L'agrandissement prévu dépasse ainsi 20% de la surface du bâtiment existant; il

ne peut pas être qualifié de "peu d'importance". Surtout, il

s'agit d'une adjonction totalement étrangère, dans son style et sa conception

architecturale, à la maison paysanne existante. Il ne respecte pas le caractère

spécifique de l'intégration de cette dernière (v. art. 26 al. 2 RPGA).

b) Dans la zone du village, les

distances aux limites de propriété "sont fixées dans les dispositions

relatives à chaque zone et secteur" (art. 15 al. 1). Toutefois, pour

les agrandissements de bâtiments à conserver, l'art. 26 al. 2 RPGA se borne à

préciser qu'ils "ne peuvent prendre place que dans l'aire des

aménagements extérieurs, sous réserve des aires d'évolution des constructions

nouvelles". Si l'on s'en tient à la lettre du règlement, ce

n'est qu'en cas de reconstruction, lorsque l'implantation est modifiée, qu'une

distance de 3 m jusqu'à la limite de propriété ou entre bâtiments doit

être respectée.

Ceci constitue un argument

supplémentaire pour ne pas interpréter de manière extensive la notion

d'agrandissement "de peu d'importance". Prolonger de 12,70 m

sur la limite de propriété – ou à quelques centimètres – une façade aveugle, là

où il n'existe pas actuellement de contiguïté (le bâtiment des recourants n'est

pas contigu, mais implanté légèrement en retrait en limite de la propriété),

constitue en effet une singularité.

6.

Sous la rubrique "Lucarne", l'art. 16

RPGA dispose ce qui suit :

"6Par leur forme et leur

proportion, les lucarnes et les châssis rampants s'intègrent de manière

harmonieuse à leur support et respectent l'expression architecturale des

niveaux inférieurs.

7Les

largeurs additionnées des lucarnes ne peuvent excéder le tiers de la longueur

du pan de la toiture. La lucarne doit être plus haute que large et sa largeur

n'excédera pas 1.50 m hors tout.

8Le choix

de l'une de ces typologies exclut l'autre sur un même pan de toit. Les lucarnes

positives se situent à l'aplomb ou en retrait de la façade.

(…)."

D'autre part, l'art. 26 al. 4 RPGA

prescrit : "Le rythme et la forme des percements ainsi que la

nature des matériaux doivent être adaptés à la nature des bâtiments".
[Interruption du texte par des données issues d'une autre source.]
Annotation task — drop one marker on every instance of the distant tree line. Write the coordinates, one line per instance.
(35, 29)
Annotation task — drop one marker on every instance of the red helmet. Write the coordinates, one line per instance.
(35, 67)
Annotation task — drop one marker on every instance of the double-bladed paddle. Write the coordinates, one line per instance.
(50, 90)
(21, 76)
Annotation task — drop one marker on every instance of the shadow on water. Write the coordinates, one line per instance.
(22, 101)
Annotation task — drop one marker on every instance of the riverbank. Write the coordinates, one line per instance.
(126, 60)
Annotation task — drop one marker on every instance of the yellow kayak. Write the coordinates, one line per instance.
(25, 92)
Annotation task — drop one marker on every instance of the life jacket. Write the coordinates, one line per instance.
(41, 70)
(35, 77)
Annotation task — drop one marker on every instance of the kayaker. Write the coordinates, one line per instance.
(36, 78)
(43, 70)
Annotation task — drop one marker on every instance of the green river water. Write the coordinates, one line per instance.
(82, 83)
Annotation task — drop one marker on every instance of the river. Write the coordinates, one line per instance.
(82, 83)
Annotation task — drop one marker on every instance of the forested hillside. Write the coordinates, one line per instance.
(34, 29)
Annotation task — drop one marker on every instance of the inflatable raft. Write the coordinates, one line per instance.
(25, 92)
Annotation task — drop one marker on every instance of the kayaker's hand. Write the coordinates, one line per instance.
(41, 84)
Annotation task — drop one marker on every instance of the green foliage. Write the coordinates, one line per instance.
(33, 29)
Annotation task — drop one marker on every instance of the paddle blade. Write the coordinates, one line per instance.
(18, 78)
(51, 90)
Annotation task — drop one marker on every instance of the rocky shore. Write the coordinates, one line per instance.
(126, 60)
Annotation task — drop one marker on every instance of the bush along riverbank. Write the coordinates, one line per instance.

a) A l'heure actuelle le bâtiment

n° ECA 51 est une ferme villageoise dont la façade principale, côté rue,

comporte une importante partie rurale, sans autre ouverture qu'une large porte

de grange, et la partie habitation des fenêtres traditionnelles de 80 x 140 cm.

La toiture principale ne comporte aucune ouverture. Une simple tabatière

éclaire le comble du corps de bâtiment secondaire accolé à la façade est. Le

projet prévoit à la place de celle-ci une lucarne à deux pans (chien assis).

Sur la toiture principale on trouverait, au niveau de l'étage, un balcon

baignoire de 4 m de large sur 1,65 m de haut, au niveau du comble, deux groupes

de quatre lucarnes rampantes de 114 x 160 cm chacune et, au niveau du

surcomble, deux autres lucarnes de mêmes dimensions. Du côté nord, la toiture

serait percée de cinq lucarnes semblables à celles prévues du côté sud sur le

toit du corps de bâtiment secondaire et, au niveau du surcomble, de quatre

lucarnes rampantes.

Le projet mélange ainsi, sur le

même pan de toit, des lucarnes et des châssis rampants (au nord), ainsi qu'une

lucarne négative (balcon baignoire) et des châssis rampants (au sud), ce qui

contrevient à l'art. 16 al. 8 RPGA.

b) La municipalité croit pouvoir

déroger à cette disposition en raison des particularités du bâtiment actuel,

qui possède une surface de toiture ainsi qu'un volume non habitable très

importants. Selon elle, "l'aspect général de la façade sud est meilleur

ainsi que si l'unicité des ouvertures avait été exigée par l'autorité".

Cette justification peine à convaincre. L'art. 16 RPGA est une disposition

propre à la zone du village, où plusieurs bâtiments présentent des

caractéristiques semblables à celui des recourants (en particulier les nos

ECA 57 sur la parcelle no 39, 14 sur la parcelle no 3,

ainsi que 19 et 78 sur la parcelle no 1). On ne peut donc pas

considérer que ce bâtiment constituerait un cas particulier justifiant une

dérogation. D'autre part, le tribunal ne partage pas l'idée que la diversité

des ouvertures en toiture, conjuguée à celle des nouveaux percements en façade

(fenêtres et portes traditionnelles remplacées par une galerie vitrée, portes-fenêtres

ouvrant sur un balcon ou encore baie vitrée surmontée d'un linteau cintré)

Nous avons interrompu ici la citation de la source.